21/05/2021 - 9:30
Você, que é jovem, está aprendendo uma História do Brasil pela metade na escola.
É que os livros didáticos não trazem o calor do momento. Trazem apenas os frios fatos.
Por isso, para quem não viveu na pele o último meio século, preparei esse relato pessoal.
É um testemunho confiável, pois sou isento.
Não lutei pela democracia, nem meus pais foram torturados pela ditadura.
Assisti a história passar como qualquer um popular exposto às angústias de cada momento.
Porque nossa história, meu filho, é angústia pura.
Começo pelo final dos anos 60, quando ainda era criança, com medo dos subversivos.
Sim. Os subversivos.
É que além de impor aulas de Organização Social e Política do Brasil, OSPB, além de nos obrigar a cantar o hino nacional pela manhã, o governo militar anunciava os males que os subversivos faziam ao País.
Nunca entendi bem o que era um subversivo.
Nunca conheci um. Mas tinha medo.
Um amigo, na época, desenhou uma história em 3 quadrinhos, ilustrando essa nossa primeira angústia.
No primeiro quadrinho, uma criança dormia em sua cama.
No segundo, um subversivo entrava pela janela.

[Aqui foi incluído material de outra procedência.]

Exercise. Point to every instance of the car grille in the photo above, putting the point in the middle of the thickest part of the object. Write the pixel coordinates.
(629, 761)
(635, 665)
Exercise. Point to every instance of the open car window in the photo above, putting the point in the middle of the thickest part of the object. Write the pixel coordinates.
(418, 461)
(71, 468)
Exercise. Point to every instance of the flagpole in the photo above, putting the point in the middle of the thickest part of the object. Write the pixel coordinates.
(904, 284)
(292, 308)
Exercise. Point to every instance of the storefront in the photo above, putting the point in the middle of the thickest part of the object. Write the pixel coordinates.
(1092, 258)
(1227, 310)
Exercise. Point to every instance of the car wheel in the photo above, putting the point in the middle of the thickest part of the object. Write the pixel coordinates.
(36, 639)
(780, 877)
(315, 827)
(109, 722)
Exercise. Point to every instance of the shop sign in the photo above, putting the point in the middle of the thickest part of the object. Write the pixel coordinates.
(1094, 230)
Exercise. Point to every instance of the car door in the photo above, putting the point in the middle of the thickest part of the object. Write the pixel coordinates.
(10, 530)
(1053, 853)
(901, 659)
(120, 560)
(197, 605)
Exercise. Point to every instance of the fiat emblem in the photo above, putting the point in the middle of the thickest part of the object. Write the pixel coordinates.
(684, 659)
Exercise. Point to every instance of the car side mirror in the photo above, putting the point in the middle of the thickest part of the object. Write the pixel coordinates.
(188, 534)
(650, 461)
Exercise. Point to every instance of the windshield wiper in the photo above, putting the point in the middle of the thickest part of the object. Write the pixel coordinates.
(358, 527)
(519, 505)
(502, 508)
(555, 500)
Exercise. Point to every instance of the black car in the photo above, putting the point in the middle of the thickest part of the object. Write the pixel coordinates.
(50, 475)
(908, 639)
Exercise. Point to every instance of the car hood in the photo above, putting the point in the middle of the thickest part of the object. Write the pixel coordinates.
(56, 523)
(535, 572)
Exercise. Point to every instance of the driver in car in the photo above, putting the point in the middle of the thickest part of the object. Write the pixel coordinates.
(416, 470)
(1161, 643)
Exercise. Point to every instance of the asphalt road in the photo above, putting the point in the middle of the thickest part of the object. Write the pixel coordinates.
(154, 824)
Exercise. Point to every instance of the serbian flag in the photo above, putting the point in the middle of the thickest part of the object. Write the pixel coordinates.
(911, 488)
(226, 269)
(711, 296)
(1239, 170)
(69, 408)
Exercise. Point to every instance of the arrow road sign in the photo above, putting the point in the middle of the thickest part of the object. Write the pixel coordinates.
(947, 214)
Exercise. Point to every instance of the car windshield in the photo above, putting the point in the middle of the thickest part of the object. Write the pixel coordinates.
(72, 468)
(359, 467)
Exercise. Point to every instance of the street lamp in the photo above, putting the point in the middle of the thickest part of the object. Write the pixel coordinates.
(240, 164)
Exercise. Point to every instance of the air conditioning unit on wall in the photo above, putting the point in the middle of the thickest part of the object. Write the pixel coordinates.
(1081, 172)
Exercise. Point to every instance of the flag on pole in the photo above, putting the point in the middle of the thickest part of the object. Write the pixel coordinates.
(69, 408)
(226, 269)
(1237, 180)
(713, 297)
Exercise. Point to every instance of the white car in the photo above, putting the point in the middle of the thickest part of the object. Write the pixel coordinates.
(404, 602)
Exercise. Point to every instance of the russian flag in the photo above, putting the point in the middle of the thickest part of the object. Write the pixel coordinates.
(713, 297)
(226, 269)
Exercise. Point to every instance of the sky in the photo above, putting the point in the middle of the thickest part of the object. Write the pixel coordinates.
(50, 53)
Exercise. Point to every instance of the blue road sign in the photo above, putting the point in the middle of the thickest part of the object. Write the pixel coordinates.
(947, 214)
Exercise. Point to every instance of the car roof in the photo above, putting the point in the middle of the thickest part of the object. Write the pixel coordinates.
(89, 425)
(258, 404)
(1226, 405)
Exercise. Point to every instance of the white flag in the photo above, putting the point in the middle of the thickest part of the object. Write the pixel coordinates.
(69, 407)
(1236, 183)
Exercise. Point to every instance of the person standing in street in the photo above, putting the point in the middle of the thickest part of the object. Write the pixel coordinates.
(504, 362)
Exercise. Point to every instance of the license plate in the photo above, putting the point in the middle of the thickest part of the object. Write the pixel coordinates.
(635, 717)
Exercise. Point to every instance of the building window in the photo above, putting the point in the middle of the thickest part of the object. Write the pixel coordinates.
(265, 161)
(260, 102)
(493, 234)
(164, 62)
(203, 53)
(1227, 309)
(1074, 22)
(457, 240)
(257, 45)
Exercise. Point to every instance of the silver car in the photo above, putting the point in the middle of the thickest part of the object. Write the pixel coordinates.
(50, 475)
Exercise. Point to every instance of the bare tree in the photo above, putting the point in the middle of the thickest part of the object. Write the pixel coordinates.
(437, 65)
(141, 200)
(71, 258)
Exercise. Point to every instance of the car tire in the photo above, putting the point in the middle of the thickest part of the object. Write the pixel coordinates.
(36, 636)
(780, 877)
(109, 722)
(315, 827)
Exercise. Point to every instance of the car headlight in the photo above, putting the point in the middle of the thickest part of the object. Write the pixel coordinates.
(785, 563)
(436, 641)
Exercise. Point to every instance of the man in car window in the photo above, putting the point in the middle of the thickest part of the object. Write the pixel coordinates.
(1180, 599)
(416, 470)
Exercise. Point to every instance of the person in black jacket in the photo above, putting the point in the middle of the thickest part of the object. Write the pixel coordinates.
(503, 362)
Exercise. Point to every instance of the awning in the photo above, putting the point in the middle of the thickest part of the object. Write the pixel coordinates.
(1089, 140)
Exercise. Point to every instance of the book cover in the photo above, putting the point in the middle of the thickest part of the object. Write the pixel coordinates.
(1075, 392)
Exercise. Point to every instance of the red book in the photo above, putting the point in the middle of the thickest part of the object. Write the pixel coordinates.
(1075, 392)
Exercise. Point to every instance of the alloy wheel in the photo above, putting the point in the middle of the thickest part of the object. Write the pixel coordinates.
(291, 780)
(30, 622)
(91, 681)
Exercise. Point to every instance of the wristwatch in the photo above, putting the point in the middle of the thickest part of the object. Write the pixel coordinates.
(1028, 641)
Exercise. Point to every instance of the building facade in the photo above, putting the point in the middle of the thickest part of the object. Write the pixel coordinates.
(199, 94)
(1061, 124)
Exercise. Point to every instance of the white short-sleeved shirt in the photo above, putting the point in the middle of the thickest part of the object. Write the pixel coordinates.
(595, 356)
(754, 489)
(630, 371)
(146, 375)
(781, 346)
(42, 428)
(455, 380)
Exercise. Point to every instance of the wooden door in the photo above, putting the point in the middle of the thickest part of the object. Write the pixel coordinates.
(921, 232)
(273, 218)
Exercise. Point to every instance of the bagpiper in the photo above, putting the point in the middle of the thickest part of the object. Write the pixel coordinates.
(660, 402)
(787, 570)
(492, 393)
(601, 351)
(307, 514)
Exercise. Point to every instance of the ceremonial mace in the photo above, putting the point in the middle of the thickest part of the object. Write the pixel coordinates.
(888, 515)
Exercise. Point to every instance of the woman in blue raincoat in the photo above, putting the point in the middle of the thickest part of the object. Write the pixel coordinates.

Na terceira cena, um soldado do exército prendia o subversivo. Os quadrinhos ilustravam, mas não aliviavam a angústia, porque também tinha medo de soldados, pois no início dos anos setenta, havia o risco de ser pego por uma Veraneio circulando pela cidade cheia de soldados que faziam a gente desaparecer. Jornalistas, militantes, estudantes, artistas e terríveis comunistas. Então, pré-adolescente, tinha medo de subversivos, Veraneios, soldados e comunistas.
Nesses tempos, jogávamos futebol num terreno baldio perto de casa, imitando os craques da seleção de 70.
O campo era cercado por dois vizinhos.
Do lado direito, a casa da Velha Bruxa.
Quando a bola caia em seu quintal era batata: seria devolvida, por cima do muro, esfaqueada e inutilizada. A bola, não a velha.
Do lado esquerdo, uma delegacia da Polícia Federal onde, anos depois, soube que torturavam presos políticos.
Comparados com a Velha Bruxa, os policiais eram gente boníssima, pois quando não estavam distraídos torturando alguém, vinham bater uma bolinha e até davam dicas para nosso time.
Veio a abertura e trouxe com ela mais angústia.
Diziam que o futuro seria trágico se o Brasil não pagasse a dívida externa e controlasse a inflação. Tive medo do futuro.
Tancredo já havia morrido e José Sarney começava sua infrutífera luta contra o dragão da inflação, colocando nas ruas milhões de fiscais. Ingênuos que passavam vergonha em rede nacional, defendendo uma moeda sem valor.
Aí veio a angústia de quando Zélia e Collor tomaram o nosso pouco dinheiro.
Seguiu-se a angústia de mais um plano econômico, o Real, de Itamar e FHC.
Veio a eleição de Lula e a angústia da radicalização.
Não radicalizou, mas nos ofereceu a angústia da corrupção, dos pedalinhos às pedaladas de Dilma, seguidas da angústia da incerteza de Temer.
Incerteza que nos trouxe Bolsonaro, e a angústia do autoritarismo.
Então, quando eu estava tremendo de medo num canto da sala, veio a pandemia. A mãe de todas as angústias.
A História do Brasil que não está nos livros é essa.
Os militares impunham aulas de Organização Social e Política do Brasil, nos obrigavam a cantar o hino pela manhã e anunciavam os males que os subversivos faziam ao País
Cinquenta anos de angústia e medo.
Medo da violência, dos subversivos, da divida externa, interna, inflação, desemprego, corrupção, incerteza, autoritarismo e pandemia.
Agora dizem que Bolsonaro está mal das pesquisas.
Verdade que alivia um pouco a angústia da sua reeleição.
Quem sabe o próximo governo nos traga a paz, finalmente.
Alguém que acabe com nossos medos e ofereça apenas certezas.
Alguém que não nos surpreenda todos os dias com o inesperado.
Alguém, sei lá, como a Velha Bruxa da Bola.